Another key advantage when applying with epidemiological purposes the data which has been obtained, processed, stored and shared through computer systems, is their easy application at a digital level with the aim of designing complex projects of control studies, many kinds such as retrospective, evolutionary, regional, national and international. By means of the rudimentary screening systems suggested at present, it will be impossible to aim at controlling the nutritional situation that is going on in Europe, as they pretend to do so by information that has been manually obtained and processed in each country.

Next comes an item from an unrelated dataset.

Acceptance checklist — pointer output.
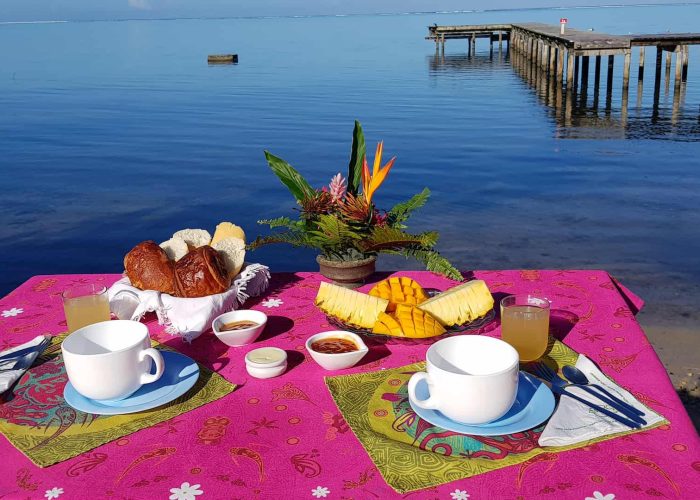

In the book "El libro blanco de la desnutrición clínica en España" (in Spanish) has devoted a whole chapter to thoroughly explain the design of a Computer System (fig. 7) which would be able to cover all the needs not only of Spain but also of the other European countries52.

Early detection of undernutrition and its risk

In order to be able to detect at its origin the nutritional risk that the treated patient is suffering exposed it is essential to have access to those parameters that have proven capacity to immediately detect the frequent and acute changes which are so common during the clinical practice. Only analytical parameters can do so, and later on, after having applied the latter ones will other signs of undernutrition of be measurably by means of anthropometry or other parameters53.

During our project we have put special emphasis in trying to focus on the very nature of the instability which is at the core of any kind of nutritional risk.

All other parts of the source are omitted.